Malatyalı Musa Yılmaz ile beraber dönmüştük. 1973 seçimleri yeni yapılmıştı.
Oradan Locarno'ya geçiyoruz. Benim 2 yıl 8 ay yaşadığım bir cennet kenti. Lago Maggiore Gölü kenarında eski anıları tazeliyoruz.
Ticino kantonu kavşakları düzenlerken bizim rahmetli Vedat Dalokay'ın göbeklerini yeni keşfetmiş.
14 bin nüfuslu Lacarno'ya yapılan Rotonda, yani göbek, Avrupa'nın birinci, dünyanın ikinci büyük göbeği olacakmış.
Bir yıldan beri basın bu göbeğin gerekli olup olmadığını tartışıyormuş.
Rahmetli amcam Halil Tekin Bucaklı, ‘‘Bir belediye reisinin parası biterse ya kaldırım yaptırır, ya kavşakları düzenler’’ derdi.
Ascona'ya geçiyoruz.
En sevdiğim gezi yeri... Yalancı cennet. Yine iskeleden Ascolago Oteli'ne doğru birlikte tur atıyoruz.

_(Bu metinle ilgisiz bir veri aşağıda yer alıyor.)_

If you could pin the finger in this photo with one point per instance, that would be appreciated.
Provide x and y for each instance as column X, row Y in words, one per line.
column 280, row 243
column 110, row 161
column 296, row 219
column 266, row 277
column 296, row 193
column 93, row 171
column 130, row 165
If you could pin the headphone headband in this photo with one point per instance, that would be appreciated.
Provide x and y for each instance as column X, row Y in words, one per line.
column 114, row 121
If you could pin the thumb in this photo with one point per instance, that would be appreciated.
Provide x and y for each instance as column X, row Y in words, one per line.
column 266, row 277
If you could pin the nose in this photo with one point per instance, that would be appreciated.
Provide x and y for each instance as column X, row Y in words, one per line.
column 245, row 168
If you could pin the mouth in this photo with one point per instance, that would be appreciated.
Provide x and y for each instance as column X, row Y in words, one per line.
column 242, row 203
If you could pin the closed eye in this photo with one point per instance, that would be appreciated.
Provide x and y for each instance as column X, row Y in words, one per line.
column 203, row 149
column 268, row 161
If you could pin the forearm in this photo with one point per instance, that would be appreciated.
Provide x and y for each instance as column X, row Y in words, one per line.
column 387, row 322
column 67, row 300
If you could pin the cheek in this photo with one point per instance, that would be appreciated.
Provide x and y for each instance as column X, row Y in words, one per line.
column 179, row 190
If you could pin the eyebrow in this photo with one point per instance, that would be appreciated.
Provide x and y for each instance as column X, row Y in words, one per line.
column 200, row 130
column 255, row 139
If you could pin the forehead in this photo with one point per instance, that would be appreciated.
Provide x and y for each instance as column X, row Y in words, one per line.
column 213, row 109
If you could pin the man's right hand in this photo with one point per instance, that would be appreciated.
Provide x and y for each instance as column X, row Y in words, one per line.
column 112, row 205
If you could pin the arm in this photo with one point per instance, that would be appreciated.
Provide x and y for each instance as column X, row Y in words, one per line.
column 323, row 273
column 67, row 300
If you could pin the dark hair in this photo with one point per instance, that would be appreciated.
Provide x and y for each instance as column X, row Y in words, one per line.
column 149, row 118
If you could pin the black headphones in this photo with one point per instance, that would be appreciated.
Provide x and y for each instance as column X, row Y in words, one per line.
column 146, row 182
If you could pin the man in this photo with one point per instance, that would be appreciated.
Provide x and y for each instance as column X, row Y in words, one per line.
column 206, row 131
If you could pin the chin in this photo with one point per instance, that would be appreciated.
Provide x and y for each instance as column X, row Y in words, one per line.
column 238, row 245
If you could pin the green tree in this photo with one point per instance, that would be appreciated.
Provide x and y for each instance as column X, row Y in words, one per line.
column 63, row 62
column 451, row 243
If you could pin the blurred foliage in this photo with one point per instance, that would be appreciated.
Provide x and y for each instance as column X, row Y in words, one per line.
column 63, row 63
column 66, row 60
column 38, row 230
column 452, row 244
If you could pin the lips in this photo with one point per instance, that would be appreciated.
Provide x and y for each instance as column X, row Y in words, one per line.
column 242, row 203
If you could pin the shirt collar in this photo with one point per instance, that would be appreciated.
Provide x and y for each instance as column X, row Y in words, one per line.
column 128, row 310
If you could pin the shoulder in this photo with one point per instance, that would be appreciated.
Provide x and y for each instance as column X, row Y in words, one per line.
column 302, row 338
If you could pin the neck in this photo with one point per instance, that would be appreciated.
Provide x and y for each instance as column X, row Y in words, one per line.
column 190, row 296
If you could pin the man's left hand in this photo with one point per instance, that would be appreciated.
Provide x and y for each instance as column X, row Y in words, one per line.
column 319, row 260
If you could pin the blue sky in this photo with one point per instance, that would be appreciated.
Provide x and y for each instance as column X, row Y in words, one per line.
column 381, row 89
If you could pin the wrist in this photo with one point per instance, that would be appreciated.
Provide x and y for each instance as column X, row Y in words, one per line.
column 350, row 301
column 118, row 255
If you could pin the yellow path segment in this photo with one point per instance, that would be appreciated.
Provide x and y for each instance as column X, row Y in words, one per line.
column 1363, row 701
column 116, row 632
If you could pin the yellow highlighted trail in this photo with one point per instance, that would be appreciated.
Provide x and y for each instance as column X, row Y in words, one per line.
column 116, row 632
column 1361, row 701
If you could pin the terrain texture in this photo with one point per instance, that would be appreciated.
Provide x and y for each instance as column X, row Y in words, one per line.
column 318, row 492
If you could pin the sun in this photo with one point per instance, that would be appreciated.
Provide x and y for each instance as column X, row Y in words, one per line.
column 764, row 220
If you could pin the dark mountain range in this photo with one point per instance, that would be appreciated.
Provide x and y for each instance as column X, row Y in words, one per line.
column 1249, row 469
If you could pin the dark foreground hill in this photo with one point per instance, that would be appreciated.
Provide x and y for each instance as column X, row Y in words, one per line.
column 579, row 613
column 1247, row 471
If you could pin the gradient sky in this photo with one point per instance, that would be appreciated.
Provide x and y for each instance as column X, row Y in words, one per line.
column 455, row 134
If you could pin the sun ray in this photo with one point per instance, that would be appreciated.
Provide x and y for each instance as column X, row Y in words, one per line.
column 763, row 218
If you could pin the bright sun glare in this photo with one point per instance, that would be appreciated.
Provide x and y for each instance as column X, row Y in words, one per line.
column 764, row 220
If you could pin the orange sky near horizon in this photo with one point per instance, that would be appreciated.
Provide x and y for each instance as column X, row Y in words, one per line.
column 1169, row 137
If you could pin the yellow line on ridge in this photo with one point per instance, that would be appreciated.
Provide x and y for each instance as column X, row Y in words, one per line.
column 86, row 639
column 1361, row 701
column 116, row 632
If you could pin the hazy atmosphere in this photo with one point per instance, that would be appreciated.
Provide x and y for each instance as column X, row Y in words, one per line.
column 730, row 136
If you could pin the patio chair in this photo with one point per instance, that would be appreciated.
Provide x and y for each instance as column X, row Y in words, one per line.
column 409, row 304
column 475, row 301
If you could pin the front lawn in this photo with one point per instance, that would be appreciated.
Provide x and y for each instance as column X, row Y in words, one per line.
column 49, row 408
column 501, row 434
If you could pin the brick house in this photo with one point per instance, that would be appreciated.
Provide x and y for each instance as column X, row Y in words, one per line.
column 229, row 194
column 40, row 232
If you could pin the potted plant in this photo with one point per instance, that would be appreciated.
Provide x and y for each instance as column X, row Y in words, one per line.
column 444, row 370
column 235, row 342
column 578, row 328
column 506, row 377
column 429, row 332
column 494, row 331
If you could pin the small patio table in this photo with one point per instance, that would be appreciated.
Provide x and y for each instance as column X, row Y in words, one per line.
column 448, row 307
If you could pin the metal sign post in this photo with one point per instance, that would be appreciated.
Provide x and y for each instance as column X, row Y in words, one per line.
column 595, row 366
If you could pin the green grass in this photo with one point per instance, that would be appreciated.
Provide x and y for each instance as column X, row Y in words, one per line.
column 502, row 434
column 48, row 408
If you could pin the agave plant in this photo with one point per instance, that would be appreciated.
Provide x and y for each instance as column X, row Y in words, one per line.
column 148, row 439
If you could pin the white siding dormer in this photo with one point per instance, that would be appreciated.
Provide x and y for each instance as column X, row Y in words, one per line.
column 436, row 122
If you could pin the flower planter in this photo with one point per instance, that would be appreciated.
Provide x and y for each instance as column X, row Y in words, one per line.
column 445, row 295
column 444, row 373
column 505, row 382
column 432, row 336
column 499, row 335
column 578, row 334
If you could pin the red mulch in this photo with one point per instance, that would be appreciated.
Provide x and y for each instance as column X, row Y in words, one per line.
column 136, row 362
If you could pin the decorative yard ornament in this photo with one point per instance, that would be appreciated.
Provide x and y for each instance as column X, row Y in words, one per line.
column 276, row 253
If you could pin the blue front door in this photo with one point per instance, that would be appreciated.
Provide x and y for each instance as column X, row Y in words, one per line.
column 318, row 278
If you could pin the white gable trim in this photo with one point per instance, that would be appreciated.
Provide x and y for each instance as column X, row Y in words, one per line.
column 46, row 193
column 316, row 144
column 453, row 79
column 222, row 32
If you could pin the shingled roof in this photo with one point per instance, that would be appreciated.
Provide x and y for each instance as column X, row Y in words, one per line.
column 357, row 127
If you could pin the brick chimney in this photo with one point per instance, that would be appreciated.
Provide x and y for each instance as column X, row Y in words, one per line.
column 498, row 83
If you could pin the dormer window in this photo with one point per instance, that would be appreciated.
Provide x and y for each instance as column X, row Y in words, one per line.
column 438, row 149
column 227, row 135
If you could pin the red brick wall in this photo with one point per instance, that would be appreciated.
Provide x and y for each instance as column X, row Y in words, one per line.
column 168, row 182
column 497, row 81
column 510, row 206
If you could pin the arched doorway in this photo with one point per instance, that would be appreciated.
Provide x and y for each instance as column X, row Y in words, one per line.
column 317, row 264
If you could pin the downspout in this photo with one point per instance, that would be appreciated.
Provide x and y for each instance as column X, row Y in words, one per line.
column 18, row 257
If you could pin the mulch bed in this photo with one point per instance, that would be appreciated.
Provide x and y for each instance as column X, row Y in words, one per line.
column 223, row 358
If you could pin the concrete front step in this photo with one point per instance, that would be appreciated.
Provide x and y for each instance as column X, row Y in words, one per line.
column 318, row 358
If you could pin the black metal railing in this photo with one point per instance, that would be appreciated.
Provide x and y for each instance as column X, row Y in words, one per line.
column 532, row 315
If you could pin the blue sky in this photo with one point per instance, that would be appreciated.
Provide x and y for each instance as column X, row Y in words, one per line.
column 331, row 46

Yağmur başlıyor. Eşimin de çalıştığı Brissago'daki sigara fabrikasına uğruyoruz. Eşim, Şehriban, Safiye, Perihan, Neriman, Serpil... Burada 17 Türk kadını çalışıyordu. Orselino Semti'nde ‘‘Meryem'in Taşı’’ anlamına gelen Madonna Del Sasso Kilisesi'nin önünde fotoğraf çektiriyoruz.
Ve Solduno'dan bizi Safiye uğurluyor. Yine günümüze dönüyoruz.